DH also didn't get a place in halls at his Uni, the housing department had a list of approved landlords and he found something through them. He also highly recommends joining an active society and getting really involved to make up a bit for the social side you can miss out on not being in halls.
thanks for your comments everyone. the encouragement and sympathy etc is much appreciated. Sure it will all work out and i keep reminding myself that at least he's going
Remember that even if you go into a student flat, you will still be with strangers , so either way you end up with people that you don't know initially. In fact on facebook you may have more of an idea about someones interests etc. before you meet them. Swansea do have many more places than most unis for 1st years so you have been very unlucky in that respect. I guess maybe they are taking more than usual because of the fee hike?
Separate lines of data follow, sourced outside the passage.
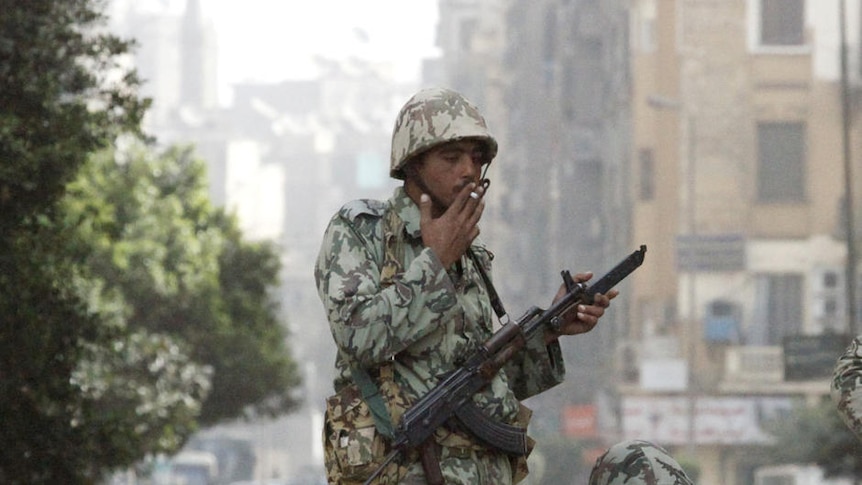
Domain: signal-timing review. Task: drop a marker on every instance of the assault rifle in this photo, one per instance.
(450, 400)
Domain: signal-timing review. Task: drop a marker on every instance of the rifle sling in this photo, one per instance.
(496, 303)
(371, 394)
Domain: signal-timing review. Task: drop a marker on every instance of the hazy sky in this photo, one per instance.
(273, 40)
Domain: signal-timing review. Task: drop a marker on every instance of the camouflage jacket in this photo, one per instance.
(426, 319)
(847, 386)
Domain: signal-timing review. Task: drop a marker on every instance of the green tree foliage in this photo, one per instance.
(179, 267)
(125, 312)
(54, 110)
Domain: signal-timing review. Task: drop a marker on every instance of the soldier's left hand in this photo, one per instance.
(582, 318)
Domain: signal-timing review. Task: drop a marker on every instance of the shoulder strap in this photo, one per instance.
(496, 303)
(393, 227)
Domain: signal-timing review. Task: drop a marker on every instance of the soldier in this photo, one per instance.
(402, 285)
(637, 463)
(846, 386)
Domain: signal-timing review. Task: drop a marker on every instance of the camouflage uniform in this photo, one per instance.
(426, 317)
(847, 386)
(637, 463)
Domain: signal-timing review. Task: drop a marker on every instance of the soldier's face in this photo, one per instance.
(446, 169)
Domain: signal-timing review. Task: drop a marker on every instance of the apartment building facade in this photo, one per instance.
(738, 189)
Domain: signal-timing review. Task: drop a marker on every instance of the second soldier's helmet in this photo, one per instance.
(431, 117)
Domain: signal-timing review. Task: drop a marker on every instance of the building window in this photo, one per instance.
(647, 174)
(781, 162)
(782, 22)
(778, 311)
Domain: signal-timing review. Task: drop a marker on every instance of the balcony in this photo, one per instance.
(752, 364)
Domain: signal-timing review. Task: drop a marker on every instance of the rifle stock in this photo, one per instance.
(451, 397)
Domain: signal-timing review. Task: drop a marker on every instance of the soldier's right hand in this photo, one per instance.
(451, 234)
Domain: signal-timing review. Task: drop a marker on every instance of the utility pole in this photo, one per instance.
(848, 178)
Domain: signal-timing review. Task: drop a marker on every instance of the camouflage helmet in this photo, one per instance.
(431, 117)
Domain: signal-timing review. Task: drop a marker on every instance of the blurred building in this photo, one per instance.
(552, 78)
(738, 190)
(712, 133)
(283, 157)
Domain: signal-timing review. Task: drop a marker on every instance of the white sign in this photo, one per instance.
(717, 420)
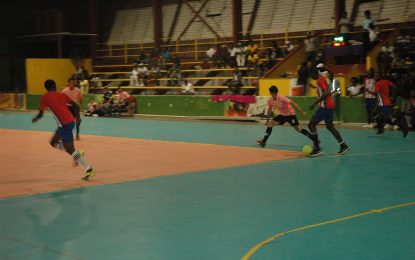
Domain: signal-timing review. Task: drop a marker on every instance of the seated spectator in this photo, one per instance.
(142, 73)
(210, 55)
(235, 83)
(251, 47)
(153, 76)
(355, 88)
(373, 33)
(92, 108)
(134, 76)
(187, 88)
(240, 53)
(165, 57)
(127, 102)
(310, 47)
(175, 74)
(385, 58)
(253, 60)
(344, 24)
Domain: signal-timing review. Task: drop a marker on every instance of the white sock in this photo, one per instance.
(60, 146)
(81, 160)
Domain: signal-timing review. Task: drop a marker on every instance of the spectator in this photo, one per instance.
(126, 102)
(344, 24)
(370, 99)
(303, 74)
(92, 108)
(310, 47)
(134, 76)
(373, 33)
(165, 57)
(240, 55)
(142, 73)
(175, 75)
(355, 89)
(385, 58)
(253, 60)
(210, 55)
(187, 88)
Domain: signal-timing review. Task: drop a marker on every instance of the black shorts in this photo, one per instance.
(76, 113)
(292, 120)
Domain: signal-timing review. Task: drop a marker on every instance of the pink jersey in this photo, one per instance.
(125, 96)
(283, 104)
(74, 94)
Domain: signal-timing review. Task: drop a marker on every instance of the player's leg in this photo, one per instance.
(294, 123)
(275, 121)
(78, 122)
(343, 146)
(312, 126)
(56, 141)
(67, 139)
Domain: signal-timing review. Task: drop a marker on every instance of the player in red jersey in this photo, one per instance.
(325, 112)
(382, 91)
(58, 103)
(287, 114)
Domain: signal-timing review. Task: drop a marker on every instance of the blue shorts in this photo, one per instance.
(386, 110)
(323, 114)
(65, 132)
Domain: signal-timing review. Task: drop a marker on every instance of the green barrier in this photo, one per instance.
(179, 105)
(348, 109)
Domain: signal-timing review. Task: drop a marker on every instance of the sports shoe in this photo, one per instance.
(343, 149)
(260, 142)
(316, 152)
(75, 163)
(89, 174)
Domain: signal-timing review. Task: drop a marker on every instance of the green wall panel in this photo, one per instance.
(179, 105)
(348, 109)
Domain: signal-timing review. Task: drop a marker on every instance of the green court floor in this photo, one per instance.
(226, 213)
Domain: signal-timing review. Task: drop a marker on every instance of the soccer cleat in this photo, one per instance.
(260, 142)
(89, 174)
(75, 163)
(343, 149)
(316, 152)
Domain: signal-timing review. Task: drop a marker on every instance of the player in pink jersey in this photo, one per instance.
(326, 113)
(58, 103)
(287, 114)
(75, 94)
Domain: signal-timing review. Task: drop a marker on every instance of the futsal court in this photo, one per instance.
(170, 189)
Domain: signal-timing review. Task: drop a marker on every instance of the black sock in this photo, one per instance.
(267, 134)
(314, 137)
(306, 133)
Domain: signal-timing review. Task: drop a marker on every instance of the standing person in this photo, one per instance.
(57, 103)
(326, 113)
(370, 99)
(75, 94)
(287, 114)
(382, 91)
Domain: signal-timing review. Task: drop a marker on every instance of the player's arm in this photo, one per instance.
(324, 95)
(296, 106)
(41, 109)
(38, 116)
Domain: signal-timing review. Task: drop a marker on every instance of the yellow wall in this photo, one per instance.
(39, 70)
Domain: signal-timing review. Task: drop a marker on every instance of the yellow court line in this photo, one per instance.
(373, 211)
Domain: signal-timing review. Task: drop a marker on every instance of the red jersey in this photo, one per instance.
(57, 103)
(322, 85)
(382, 87)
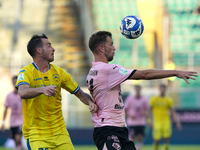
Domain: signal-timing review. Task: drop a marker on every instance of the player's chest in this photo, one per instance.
(46, 79)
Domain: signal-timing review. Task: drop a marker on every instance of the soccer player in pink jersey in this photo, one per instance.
(14, 101)
(136, 108)
(104, 80)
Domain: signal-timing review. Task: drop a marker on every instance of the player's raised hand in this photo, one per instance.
(93, 107)
(50, 90)
(187, 75)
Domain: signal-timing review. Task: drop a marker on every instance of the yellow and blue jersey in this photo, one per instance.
(160, 108)
(42, 114)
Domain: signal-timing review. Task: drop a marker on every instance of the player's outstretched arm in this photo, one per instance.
(25, 92)
(4, 117)
(86, 99)
(151, 74)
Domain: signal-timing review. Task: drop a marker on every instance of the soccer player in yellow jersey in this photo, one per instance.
(39, 85)
(161, 107)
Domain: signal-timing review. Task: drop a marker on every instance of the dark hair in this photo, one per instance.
(34, 43)
(14, 77)
(163, 85)
(98, 38)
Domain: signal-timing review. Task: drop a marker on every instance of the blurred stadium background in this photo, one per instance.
(171, 40)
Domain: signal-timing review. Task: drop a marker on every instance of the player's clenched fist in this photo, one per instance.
(187, 75)
(50, 90)
(93, 107)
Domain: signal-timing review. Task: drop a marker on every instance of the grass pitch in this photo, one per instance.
(145, 147)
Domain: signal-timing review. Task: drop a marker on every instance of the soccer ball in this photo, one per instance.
(131, 27)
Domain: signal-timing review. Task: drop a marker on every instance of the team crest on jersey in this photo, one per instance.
(123, 71)
(46, 78)
(21, 77)
(56, 77)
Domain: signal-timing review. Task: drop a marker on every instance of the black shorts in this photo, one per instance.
(112, 138)
(14, 131)
(136, 130)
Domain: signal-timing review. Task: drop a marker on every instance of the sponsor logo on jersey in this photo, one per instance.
(56, 77)
(123, 71)
(37, 79)
(46, 78)
(21, 77)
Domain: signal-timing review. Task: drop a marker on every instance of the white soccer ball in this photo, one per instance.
(131, 27)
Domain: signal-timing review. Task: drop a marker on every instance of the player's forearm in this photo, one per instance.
(84, 97)
(151, 74)
(28, 93)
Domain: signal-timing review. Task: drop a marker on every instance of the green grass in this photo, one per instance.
(145, 147)
(148, 147)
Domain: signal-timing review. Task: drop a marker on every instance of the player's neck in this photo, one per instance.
(43, 66)
(100, 58)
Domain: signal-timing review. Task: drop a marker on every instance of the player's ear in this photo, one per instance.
(101, 48)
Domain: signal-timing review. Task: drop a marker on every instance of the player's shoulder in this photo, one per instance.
(57, 68)
(26, 68)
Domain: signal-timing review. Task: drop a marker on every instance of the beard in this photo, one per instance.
(108, 56)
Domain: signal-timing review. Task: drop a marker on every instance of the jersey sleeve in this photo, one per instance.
(171, 102)
(24, 77)
(127, 101)
(7, 101)
(69, 83)
(118, 74)
(151, 102)
(146, 104)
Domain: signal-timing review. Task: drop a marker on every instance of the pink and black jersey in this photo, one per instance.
(104, 84)
(14, 101)
(136, 109)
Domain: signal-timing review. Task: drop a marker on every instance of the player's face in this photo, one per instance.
(109, 49)
(47, 50)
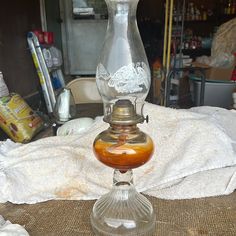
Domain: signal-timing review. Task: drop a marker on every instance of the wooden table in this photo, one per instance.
(204, 216)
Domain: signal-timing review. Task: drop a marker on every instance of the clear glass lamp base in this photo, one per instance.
(123, 211)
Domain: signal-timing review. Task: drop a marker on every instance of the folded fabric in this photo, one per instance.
(9, 229)
(195, 156)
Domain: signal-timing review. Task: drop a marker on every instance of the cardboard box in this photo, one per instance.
(216, 73)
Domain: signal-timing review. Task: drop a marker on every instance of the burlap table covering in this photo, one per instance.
(205, 216)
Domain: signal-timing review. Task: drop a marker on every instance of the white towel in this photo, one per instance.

Really hope you manage to sort something out- the whole train fare thing sounds crazy, how can they justify that cost?. Has he got a railcard? I would echo the joining lots of clubs and societies, in a way being much nearer to the uni will be easier for attending these sort of functions and clubs and he will meet like minded people.
clopper - appears i was looking at routes via london which make it much longer. if i can drop him off at a different station 3/4 hour away he can then catch train to cardiff and bus onwards to swansea.
i know he will be ok. he's a very sociable person and has made lots of friends easily at school despite the long distance away that we live. but it is adding to all our stress levels.
I think they must be lying on their website when they say they provide student accommodation to 98% of first years though. HND etc students only get hall places after degree students and some students must live at home...maybe i'll do a freedom of info request.
I reckon that most universities use airline-style overbooking of places on the premise that a proportion will drop out. Sadly this year that is unlikely to happen at this stage- far too much at stake with the fees hike next year. They should have factored that in. But if they had, DS may not have got a place at all this year, so I really can't complain. Just got to make the best of it.
one of dd's friends was in the same position last yr , not at swansea though.
He ended up living with 2nd and 3rd yrs and got on really well with them .didn't spoil his first yr at all.
Hope wednesday goes ok , are you going with him? I know I'd be gagging to go along but it's awkward isn't it.